FEDELINA V.O.: They’re all nice to me here. They call me Nanay!
She says they all call her Nanay, a term of respect for an older woman in the Philippines.
FEDELINA: In the morning when I wake up, I say. Good morning. Good morning Nanay! (laughs) Everybody's calling me, also the guy!
FEDELINA: They all show me respect.
MYRLA: Now we joke about her that she is already a doña.
PAULINA: What's a doña?
MYRLA: Doña is something like a rich woman, matriarch of a rich family. Just joking. So that's a joke. Doña ‘kana! (laughs)
After a lifetime of taking care of other people, someone’s finally taking care of Fedelina. She gets manicures now. There’s a salon inside the nursing home where she gets her hair done.
FEDELINA V.O.: I’m happy, look at my hands, my nails are nice … my palms are soft…
Fedelina laughs
PAULINA: Very nice.
FEDELINA V.O.: Thank you!
She doesn’t get out much, which is disappointing to her, and she wishes the food were a little better.

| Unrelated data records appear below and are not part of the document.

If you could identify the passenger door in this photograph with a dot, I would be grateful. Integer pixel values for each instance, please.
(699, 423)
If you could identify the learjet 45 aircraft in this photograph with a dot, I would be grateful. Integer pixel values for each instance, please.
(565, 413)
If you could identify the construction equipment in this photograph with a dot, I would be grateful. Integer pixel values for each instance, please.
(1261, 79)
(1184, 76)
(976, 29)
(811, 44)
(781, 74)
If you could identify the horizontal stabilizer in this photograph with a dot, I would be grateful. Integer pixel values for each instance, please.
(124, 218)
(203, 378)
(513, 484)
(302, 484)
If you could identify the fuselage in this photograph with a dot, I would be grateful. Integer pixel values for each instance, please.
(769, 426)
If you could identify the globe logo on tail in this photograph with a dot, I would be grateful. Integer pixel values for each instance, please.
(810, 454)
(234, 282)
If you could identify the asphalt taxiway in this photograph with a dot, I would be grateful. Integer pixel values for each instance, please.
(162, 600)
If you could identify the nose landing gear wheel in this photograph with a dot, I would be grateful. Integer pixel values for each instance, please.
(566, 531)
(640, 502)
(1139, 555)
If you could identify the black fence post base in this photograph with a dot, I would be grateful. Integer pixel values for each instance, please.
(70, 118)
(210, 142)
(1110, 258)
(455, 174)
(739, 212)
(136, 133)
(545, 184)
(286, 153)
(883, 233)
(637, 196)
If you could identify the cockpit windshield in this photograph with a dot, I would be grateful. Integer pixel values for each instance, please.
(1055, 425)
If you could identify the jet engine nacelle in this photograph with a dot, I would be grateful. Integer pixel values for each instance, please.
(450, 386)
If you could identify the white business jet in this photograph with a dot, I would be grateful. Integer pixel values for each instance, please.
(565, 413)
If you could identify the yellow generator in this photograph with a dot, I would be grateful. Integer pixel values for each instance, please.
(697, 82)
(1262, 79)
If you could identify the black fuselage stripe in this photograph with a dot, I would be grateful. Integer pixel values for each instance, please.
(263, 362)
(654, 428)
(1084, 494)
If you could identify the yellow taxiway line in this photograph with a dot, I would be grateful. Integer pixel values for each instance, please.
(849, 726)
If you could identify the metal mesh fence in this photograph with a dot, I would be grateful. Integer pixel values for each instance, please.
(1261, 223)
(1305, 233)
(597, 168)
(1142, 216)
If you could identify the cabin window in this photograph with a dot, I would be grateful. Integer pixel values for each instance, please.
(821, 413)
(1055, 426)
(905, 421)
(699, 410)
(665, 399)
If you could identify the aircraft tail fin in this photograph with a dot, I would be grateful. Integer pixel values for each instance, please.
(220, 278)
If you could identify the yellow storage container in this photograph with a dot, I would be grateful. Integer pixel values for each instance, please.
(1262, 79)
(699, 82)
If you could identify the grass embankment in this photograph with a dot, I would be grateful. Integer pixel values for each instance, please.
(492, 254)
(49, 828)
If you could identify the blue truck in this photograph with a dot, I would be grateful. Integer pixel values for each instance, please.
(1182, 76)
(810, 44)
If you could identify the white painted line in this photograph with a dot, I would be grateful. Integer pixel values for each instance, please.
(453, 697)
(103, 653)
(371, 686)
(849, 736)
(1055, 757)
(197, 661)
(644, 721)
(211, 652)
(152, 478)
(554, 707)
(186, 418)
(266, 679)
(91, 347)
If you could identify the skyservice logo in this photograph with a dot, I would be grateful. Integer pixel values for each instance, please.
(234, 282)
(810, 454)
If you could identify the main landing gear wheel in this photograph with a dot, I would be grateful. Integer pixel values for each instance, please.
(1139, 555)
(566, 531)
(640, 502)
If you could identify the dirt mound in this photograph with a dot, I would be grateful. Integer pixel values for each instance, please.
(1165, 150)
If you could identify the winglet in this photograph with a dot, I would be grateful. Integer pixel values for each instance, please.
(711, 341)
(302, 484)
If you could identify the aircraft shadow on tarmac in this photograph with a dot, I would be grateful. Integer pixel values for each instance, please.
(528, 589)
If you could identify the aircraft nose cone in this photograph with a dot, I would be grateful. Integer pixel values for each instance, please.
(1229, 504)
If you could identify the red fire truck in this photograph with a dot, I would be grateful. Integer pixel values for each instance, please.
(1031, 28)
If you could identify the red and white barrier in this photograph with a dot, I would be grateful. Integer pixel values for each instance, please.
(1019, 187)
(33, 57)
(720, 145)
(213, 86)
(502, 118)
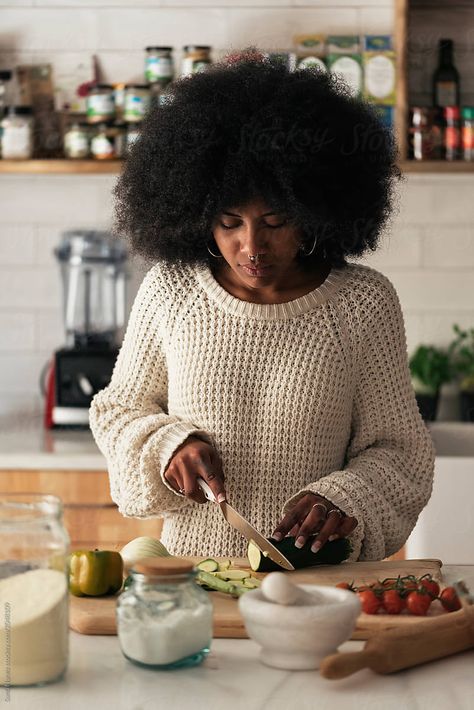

But she’s friends with the cook, so she’d never say anything – wouldn’t want her friend to know why she doesn’t always finish her meals. She celebrated her first birthday party ever, last year, in the nursing home dining hall. Since she lost her paperwork so long ago, she isn’t sure of her exact age. But the authorities calculated, about 83. She was born on the Fourth of July.
BOB: Before we go, I want to go back to Professor Rhacel Parreñas of USC… who you heard from in the beginning of the program. I asked her if there’s anything else she would want people to know after they hear this story.
RHACEL PARREÑAS: What I don't want is for individuals to stereotype, you know, Filipino households, as oppressive units that you know and that this practice is common in the Philippines. I would definitely say that that is not true, that, you know, such mistreatment of workers is not common.